At this point `imgMatrix` is ready for fingerprint extraction.
global nn4_small2_pretrained nn4_small2_pretrained = create_model() global graph graph = tf.get_default_graph() nn4_small2_pretrained.load_weights('weights/nn4.small2.v1.h5')
In the snippet above, we load the OpenFace pre-trained model `nn4.small2.v1` using tensorflow. Python's `global` keyword makes the graph and the model accesible from multiple threads. This specific detail wasn't relevant for the prototype but would be for the final implementation.
img = (alignedImg / 255.).astype(np.float32) with graph.as_default(): fingerprint = nn4_small2_pretrained.predict(np.expand_dims(img, axis=0)) print fingerprint
I normalize the color values in the matrix by dividing by 255 (the maximum value) to get values between 0 and 1 and feed it to the predict function of the model. The result is an array containing 128 numbers that represent the face.

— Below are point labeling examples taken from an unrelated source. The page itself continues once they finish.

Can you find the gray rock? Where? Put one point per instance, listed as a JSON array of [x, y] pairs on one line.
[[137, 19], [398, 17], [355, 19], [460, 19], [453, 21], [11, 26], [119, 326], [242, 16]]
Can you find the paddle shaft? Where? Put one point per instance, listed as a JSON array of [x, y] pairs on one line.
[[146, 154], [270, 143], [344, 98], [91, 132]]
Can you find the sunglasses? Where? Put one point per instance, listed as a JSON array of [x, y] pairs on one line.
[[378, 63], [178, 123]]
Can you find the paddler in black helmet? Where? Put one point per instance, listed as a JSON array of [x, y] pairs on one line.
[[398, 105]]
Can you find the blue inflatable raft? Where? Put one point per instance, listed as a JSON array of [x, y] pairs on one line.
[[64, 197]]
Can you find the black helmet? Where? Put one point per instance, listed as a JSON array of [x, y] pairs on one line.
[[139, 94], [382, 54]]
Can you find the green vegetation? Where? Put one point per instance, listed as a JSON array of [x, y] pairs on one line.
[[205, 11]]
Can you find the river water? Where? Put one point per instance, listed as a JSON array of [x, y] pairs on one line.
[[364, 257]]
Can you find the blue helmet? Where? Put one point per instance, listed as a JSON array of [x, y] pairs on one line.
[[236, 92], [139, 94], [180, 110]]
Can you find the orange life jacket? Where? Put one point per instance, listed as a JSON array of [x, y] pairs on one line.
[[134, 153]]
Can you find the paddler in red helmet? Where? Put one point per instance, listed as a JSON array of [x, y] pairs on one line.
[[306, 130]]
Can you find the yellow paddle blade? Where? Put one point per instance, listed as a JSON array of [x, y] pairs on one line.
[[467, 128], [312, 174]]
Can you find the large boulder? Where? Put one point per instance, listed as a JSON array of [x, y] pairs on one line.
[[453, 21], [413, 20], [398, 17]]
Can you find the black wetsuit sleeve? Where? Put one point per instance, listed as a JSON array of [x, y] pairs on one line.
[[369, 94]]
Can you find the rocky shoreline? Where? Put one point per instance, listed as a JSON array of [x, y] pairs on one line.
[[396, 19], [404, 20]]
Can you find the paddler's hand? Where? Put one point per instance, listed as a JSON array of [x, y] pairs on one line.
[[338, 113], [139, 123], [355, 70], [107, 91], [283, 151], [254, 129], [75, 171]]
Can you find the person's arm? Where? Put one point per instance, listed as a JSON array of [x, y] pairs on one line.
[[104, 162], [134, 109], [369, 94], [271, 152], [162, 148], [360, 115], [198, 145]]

Finally, to find out how similar two faces are, we can take the sum of the square of the differences of each value in the two arrays.
diff = np.sum(np.square(fingerprint1 - fingerprint2)) print diff
This diffference function allows us to empirically select a threshold above which we will call two faces a match.
Here are a few examples of matching pairs:
Getting the threshold right can be tricky but in my case we don't have to be perfect. Below, you can see two of my cousin's kids. The robot could't tell them apart even though they are clearly different people, a boy and a girl. In the end, I'll be sending a single album to their family so the robot is off the hook on this one.
I was quite happy with the results from the prototype. My future efforts will be focused on detection improvements to find and match more faces more acurately, on scaling the process accross CPUs and machines, and on integrating it with the google photos API (finally released last year).